Then we learned that Marissa Mayer, the newly appointed CEO of Yahoo, is six months pregnant and plans to take almost no time off when her baby is born. Suddenly the War on Women seemed to morph into Women Warring.
Tweets thrummed, the blogosphere went bananas and print editorials proliferated as pundits, professionals and feminists began to duke it out. Could women really balance work and family life without one or the other getting short shrift? Was Ms. Mayer, who plans to take only three weeks maternity leave, working all the while, setting a bad precedent for other career-minded moms? What kind of pressure does this put on high-powered career women, and what if Ms. Mayer fails in her new post, or needs to take a longer maternity leave?
Missing to a large extent in all of these debates, it seems to me, was the opportunity to address and advocate for some important issues that affect all our lives but carry particular urgency for women. For example, only four percent of Fortune 500 companies are currently headed by women. Aside from the obvious fact that means men control 96 percent of corporate America, with everything that implies about our capitalist/consumer culture, it speaks volumes about the lack of institutional support for both women and men in parenting, and in living sane, manageable lives.

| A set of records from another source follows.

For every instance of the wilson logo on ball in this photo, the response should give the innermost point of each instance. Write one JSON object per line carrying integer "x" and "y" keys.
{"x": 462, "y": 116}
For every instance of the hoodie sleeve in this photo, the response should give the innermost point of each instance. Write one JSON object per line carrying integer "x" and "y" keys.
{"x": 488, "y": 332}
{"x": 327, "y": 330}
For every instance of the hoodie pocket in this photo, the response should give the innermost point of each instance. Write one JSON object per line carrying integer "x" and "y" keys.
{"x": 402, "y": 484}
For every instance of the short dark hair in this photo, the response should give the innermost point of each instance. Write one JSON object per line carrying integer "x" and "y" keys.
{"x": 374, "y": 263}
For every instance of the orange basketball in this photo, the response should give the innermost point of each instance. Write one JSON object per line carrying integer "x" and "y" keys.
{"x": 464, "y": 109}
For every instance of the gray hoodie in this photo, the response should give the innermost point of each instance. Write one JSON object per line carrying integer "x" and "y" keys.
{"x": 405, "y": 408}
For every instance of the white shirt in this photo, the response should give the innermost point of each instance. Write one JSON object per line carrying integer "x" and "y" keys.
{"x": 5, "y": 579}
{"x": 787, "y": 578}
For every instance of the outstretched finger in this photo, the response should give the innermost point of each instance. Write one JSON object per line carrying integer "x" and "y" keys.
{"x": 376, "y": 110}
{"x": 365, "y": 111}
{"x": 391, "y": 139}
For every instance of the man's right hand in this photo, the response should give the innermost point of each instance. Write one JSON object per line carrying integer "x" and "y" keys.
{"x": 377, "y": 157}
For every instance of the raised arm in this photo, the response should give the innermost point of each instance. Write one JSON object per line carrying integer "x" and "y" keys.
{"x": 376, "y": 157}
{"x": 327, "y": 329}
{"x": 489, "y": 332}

To her credit, Ms. Slaughter, who forfeited a powerful position in Washington, DC to return to flexible academic work so she could be present for her teenage son, recognized the class issues inherent in her argument. "I am writing for my own demographic -- highly educated, well-off women who are privileged enough to have choices in the first place," she wrote. That meant she had career mobility free of transitional issues. And like Ms. Mayer, who got a multi-million dollar five-year package, she could hire full-time childcare providers who do not have such choices.
But what an opportunity she and followers of Ms. Mayer's situation missed to underscore the absence of sound childcare policy in this country! Families seeking accessible, affordable, quality care struggle daily in search of safe, stimulating environments in which to entrust their children. And the need only grows more pressing as women enter the workforce in record numbers either from choice or necessity. Women with choices about childcare and workplaces are perfectly poised, and sufficiently secure, to raise awareness about these issues and to press for policies that address them. To do so would be the highest form of mentoring.
Unlike every other country in the "developed" world, we have no federal laws ensuring paid maternity leave for a reasonable amount of time and no laws allowing for appropriate paid leave to care for sick family members. As Allison Stevens pointed out in WomensEnews when the controversy over Ms. Slaughter's article erupted, our culture still frowns upon flexible hours, undervalues part-time work, and believes ""face-time' is more important than work product."
The feminists who reacted viscerally to Ms. Slaughter's article in the fear that it would be harmful to working women missed her message, in my view. She wasn't telling young women to stay home till their kids were grown. She was arguing for leadership that supports family-first values, underscoring that such support means seeing to it that more women are elected to policymaking positions. "We may need to put a woman in the House before we are able to change the conditions of the women working at Walmart," she concluded.